Hay que empezar por el final, por la muerte y por el sufrimiento y el temor que nos causan. Decía Borges que morir es una costumbre que sabe tener la gente, pero se nos quiere acostumbrar a que la muerte no exista, a que no se vea. La medida más eficaz, para sus propósitos, que el gobierno ha arbitrado con la pandemia ha sido la prohibición de fotografiar los ataúdes, la ocultación de cualquier imagen de los casi 80.000 compatriotas muertos. A la vez que se ha ocultado la muerte concreta y real, la que nos tocará a cada uno de nosotros, se han inflado las cifras que convenía exagerar a mayor gloria del poder político. Se nos ha informado cada día, pero la muerte de carne y hueso ha estado prohibida, oculta tras un montón de eufemismos, de aplanamientos de curvas, de porcentajes, de prolijas y confusas estadísticas sobre trasiegos hospitalarios, velada por completo tras el disfraz barroco de la información algo que ha permitido al poder político especular con nuestro estado de ánimo y apuntarse éxitos cuando le ha parecido, para hacernos creer que es nuestra única esperanza de salvación.

Dado que muchas personas no acaban de distinguir bien entre ocho y ochenta, reducir la muerte a números, y administrar las cifras, ha sido una invención portentosa, porque ha hecho que la realidad de la muerte se difumine ante la pretendía omnipotencia del Estado.

Los españoles hemos sido sometidos a una terapia hipócrita, irrespetuosa y brutal, que empezó afirmando que en el país con el mejor sistema sanitario del mundo habría, a lo sumo, dos o tres casos, para pasar luego a un estado de guerra casi legal, una guerra retórica y un confinamiento medieval de los que se nos liberó cuando convino, con un grito alborozado del Gran Timonel: “¡hemos vencido al virus!” porque la sabiduría y el poder del Gobierno que ahora trae y paga las vacunas había acabado con la amenaza del ARN desatado.

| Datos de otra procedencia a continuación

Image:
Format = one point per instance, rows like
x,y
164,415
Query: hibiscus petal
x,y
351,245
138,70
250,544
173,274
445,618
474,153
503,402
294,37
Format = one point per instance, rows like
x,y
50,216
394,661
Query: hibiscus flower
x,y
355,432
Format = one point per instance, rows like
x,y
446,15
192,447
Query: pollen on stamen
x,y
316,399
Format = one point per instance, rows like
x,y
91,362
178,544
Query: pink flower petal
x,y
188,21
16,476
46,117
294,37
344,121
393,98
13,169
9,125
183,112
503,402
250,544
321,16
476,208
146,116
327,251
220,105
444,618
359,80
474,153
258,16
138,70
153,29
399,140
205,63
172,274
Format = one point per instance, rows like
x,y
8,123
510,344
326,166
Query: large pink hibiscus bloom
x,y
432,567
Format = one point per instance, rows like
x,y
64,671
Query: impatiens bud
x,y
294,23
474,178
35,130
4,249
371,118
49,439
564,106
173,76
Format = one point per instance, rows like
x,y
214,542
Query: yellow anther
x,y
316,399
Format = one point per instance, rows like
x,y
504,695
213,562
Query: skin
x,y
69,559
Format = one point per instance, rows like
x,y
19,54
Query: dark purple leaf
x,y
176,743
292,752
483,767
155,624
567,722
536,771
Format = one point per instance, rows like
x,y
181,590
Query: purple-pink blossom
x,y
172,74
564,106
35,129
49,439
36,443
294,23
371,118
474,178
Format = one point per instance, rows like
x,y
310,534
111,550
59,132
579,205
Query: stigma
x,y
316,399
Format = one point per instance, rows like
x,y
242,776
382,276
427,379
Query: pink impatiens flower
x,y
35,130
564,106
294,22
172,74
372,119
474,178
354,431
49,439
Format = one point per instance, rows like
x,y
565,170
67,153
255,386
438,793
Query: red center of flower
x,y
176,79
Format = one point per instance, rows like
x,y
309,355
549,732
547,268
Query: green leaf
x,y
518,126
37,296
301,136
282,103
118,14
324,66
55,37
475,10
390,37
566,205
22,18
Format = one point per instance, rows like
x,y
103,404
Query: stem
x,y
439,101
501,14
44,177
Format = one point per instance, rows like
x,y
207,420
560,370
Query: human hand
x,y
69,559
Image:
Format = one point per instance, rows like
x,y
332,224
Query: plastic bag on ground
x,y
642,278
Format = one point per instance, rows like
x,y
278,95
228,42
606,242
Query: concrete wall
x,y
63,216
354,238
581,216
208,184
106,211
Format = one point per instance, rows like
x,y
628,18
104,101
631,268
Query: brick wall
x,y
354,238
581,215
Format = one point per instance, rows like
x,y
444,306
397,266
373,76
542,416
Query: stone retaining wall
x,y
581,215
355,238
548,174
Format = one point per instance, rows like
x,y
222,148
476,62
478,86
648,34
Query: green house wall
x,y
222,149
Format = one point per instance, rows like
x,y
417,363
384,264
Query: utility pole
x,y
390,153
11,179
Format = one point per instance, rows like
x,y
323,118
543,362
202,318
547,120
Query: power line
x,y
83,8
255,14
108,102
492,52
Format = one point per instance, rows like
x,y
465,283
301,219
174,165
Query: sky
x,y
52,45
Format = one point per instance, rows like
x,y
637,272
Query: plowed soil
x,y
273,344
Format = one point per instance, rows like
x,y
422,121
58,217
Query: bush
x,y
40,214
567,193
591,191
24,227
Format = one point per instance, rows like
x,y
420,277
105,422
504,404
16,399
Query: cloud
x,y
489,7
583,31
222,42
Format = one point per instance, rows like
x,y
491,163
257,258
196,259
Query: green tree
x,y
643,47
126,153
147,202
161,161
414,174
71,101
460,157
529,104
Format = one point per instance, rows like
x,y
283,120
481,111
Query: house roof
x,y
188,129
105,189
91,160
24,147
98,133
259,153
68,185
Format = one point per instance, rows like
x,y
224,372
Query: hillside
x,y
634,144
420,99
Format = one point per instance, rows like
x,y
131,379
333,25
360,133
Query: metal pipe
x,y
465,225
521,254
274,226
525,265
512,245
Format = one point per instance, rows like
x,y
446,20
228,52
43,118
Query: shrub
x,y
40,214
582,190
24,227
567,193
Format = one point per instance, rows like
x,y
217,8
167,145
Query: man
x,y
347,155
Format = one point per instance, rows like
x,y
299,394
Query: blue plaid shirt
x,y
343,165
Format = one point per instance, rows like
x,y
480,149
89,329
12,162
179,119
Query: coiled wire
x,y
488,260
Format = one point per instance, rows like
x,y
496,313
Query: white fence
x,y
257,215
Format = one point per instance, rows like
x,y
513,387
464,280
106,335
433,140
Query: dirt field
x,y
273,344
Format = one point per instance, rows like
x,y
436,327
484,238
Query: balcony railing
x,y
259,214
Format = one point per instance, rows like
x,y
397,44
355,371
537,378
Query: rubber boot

Toda esta estrategia se ha desplegado para conseguir un fin político, la sumisión, la disposición a aceptar cualquier clase de medidas por improvisadas, absurdas, arbitrarias o contradictorias que fueran, como el permiso para pasear perros, pero no niños, o la prohibición de deambular por bosques y campo abierto, o el disparatado jaleo de los arrestos domiciliarios, los ridículos horarios, lo que fuere, salvo permitir que lleguemos a creernos capaces de ocuparnos de nuestra salud, y todo ello para tomar, además, medidas inadecuadas y a destiempo. Cuando Sánchez vio que el asunto se le escapaba de las manos, se las lavó como Pilatos y se puso a hacer planes para apropiarse de la vacuna como si la hubieran inventado entre Duque y el chico listo de la Moncloa.

Todo se ha subordinado a convertirnos en una tropa obediente, como si la salud fuese un bien de Estado y no una cualidad personal. ¿No creen que si se nos hubiese dejado ver la cara real de la muerte y los hacinamientos de los hospitales la reacción de todos habría sido prudente y rápida? ¿No creen que habríamos adoptado todas las medidas de precaución necesaria sin la menor duda? Ha habido más interés en estabulizar las conductas y promover sumisión política que en conseguir eficacia real contra la epidemia. Por eso sigue siendo necesario ocultar el número real de muertes, para evitar estar en cabeza de la lista universal de víctimas por habitante (en la que ocupamos un destacadísimo lugar incluso con números tramposos) y en hacer que cierta prensa siempre dispuesta a reír las gracias del poder siga hablando con jactancia de que los EEUU encabezan la cifra de fallecidos (olvidando que su población es siete veces la nuestra) o de lo mal que les ha ido a los suecos (que han confiado en el sentido de responsabilidad ciudadana y apenas han impuesto restricciones) cuando su mortalidad está muy por debajo de la española.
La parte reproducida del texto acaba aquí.